Pelosi, D-Calif., made the comments in an interview with USA Today Washington bureau chief Susan Page as part of Page's biography of the House speaker set to be released this week. The biography is titled "Madam Speaker: Nancy Pelosi and the Lessons of Power."
Page wrote that she asked Pelosi about parallels between the Squad – Ocasio-Cortez, D-N.Y., along with Reps. Ilhan Omar, D-Minn., Rashida Tlaib, D-Mich., and Ayanna Pressley, D-Mass. – and the Tea Party. Pelosi wouldn't even let Page finish the question before shutting down the idea.
"There is absolutely no equivalence between the dynamism in a political party that has diversity of opinion and obstruction that existed with the Tea Party, who are anti-science and anti-governance," Pelosi told Page of the movement that emerged as a conservative wing of the GOP in 2010.

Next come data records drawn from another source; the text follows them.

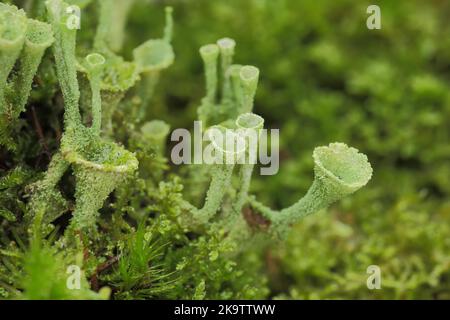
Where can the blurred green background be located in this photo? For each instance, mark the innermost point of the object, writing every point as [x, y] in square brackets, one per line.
[325, 77]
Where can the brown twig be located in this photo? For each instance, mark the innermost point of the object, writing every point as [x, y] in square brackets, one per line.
[39, 132]
[100, 268]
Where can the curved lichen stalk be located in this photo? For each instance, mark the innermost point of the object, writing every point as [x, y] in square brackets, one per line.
[238, 88]
[13, 26]
[339, 170]
[39, 37]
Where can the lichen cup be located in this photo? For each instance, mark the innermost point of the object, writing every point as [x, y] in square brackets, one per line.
[339, 170]
[99, 168]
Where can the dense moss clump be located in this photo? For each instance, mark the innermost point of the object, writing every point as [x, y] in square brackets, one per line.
[91, 207]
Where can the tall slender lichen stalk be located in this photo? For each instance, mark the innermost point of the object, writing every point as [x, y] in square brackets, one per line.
[209, 54]
[99, 166]
[151, 58]
[112, 21]
[339, 170]
[250, 126]
[94, 65]
[228, 148]
[13, 28]
[38, 38]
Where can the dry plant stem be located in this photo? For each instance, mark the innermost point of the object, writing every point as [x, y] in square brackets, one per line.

"So when the press makes this equivalence, it's like, what could you possibly be thinking? With all due respect," Pelosi continued.
There are indeed some significant differences between the Squad and the Tea Party, one of which Pelosi has pointed out herself – there aren't many Squad members in Congress.

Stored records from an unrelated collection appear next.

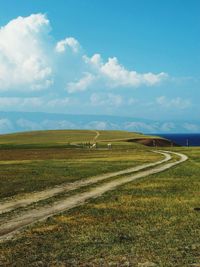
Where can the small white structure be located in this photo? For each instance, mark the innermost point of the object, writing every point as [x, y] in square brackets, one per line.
[109, 146]
[94, 145]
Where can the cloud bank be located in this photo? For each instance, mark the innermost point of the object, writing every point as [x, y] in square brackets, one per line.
[30, 60]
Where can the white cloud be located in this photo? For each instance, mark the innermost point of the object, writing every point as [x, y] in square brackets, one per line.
[191, 127]
[30, 59]
[24, 63]
[97, 99]
[82, 84]
[112, 74]
[173, 103]
[138, 126]
[5, 125]
[69, 42]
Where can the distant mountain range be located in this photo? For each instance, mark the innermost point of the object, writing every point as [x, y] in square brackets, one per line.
[25, 121]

The Tea Party morphed into the Freedom Caucus, which has changed its focus through the years and is now mainly a group of rabble-rousing pro-Trump members of Congress. But it's regularly maintained a membership of two dozen to four dozen.
"They're four people, and that's how many votes they got," Pelosi said of the Squad in a 2019 New York Times interview.

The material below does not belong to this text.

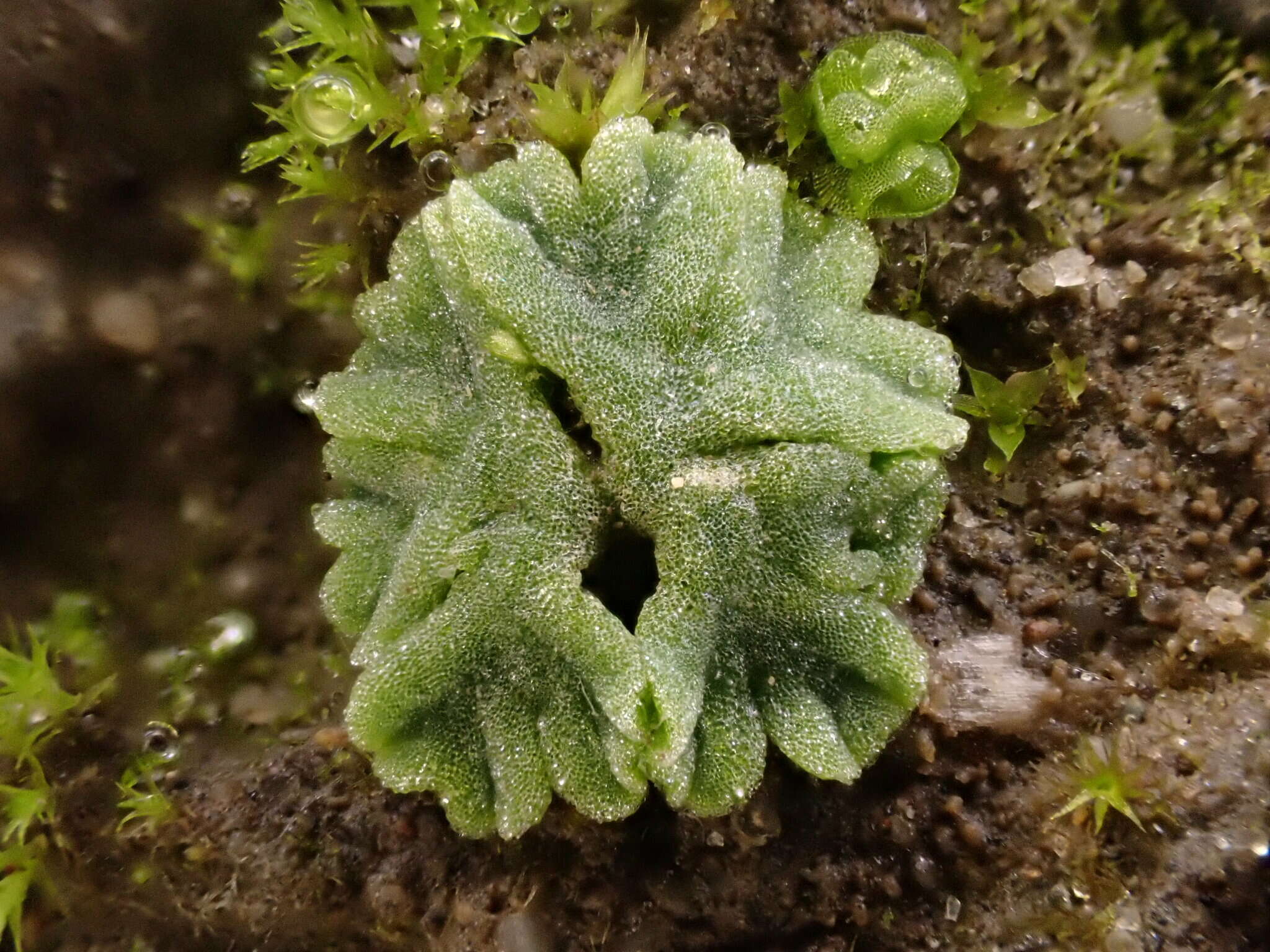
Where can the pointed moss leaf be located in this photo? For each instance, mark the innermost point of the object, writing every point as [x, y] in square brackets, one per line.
[667, 347]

The Squad's numbers did increase in 2020, as multiple Democrats backed by Justice Democrats, the organization that boosted Ocasio-Cortez's initial run for Congress, ousted Democratic incumbents in primaries.
Rep. Cori Bush, D-Mo., beat longtime former Rep. Lacy Clay, D-Mo., and Rep. Jamaal Bowman, D-N.Y., ousted powerful former Rep. Eliot Engel, D-N.Y. That increased the Squad's strength to six.
And the Squad's social media following and the enthusiasm for its members among the Democratic base also strengthen its influence beyond just a handful of House votes.
"What we went through in 2012 and 2010 with the so-called Tea Party, she went through in 2016 and 2018," former House Speaker John Boehner, R-Ohio, told Page for the biography. Boehner, who was a target of much of the Tea Party's ire, has made clear he's no fan of the movement.
"I've watched it for a long time but yeah, she's got her hands full," Boehner continued.
Boehner also poked fun at the idea that these members have to some extent made Pelosi, a longtime San Francisco liberal, a centrist figure in the Democratic Party.
"Take one of the most liberals of the House from San Francisco and turn her into a moderate Democrat," Boehner told Page, laughing. "That's hilarious."
Page's book also outlines the hot-and-cold relationship between Pelosi and members of the Squad.
Pelosi, in an interview with Page, quoted former Rep. Dave Obey, D-Wis., in mocking the Squad members for coming to Congress to pose for "holy pictures."
"See how perfect I am and how pure," Pelosi said mimicking a child's voice, according to Page.
Pelosi also tore into Ocasio-Cortez's former chief of staff, Saikat Chakrabarti, for a series of tweets he posted tearing into moderate Democrats and comparing them to the racist Southern Democrats of the mid-20th century.
"If you have something that you want to pass, you're better off not having your chief of staff send out a tweet in the manner in which that was sent out. Totally inappropriate," Pelosi told Page. "I've never seen anything like it."
"You’re not a one-person show. This is the Congress of the United States," Pelosi also said of the social media savvy Squad members.
But Pelosi also had positive moments with Squad members, Omar in particular. Omar and Tlaib were the first two Muslim women elected to Congress, and Omar as part of her religious observance wears a hijab. There was previously a rule in the House that prevented members from wearing headgear on the floor.
Omar brought up the issue with Pelosi shortly after she won her Democratic primary, and Pelosi assured her that she would get the rule changed, according to Page. As Omar continued to be anxious about the rule in the coming months, Pelosi repeatedly called her – so often that Omar's staffers would joke that "Auntie Nancy's calling."
Pelosi was "very gracious and extremely patient," Omar told Page. The rule was eventually changed.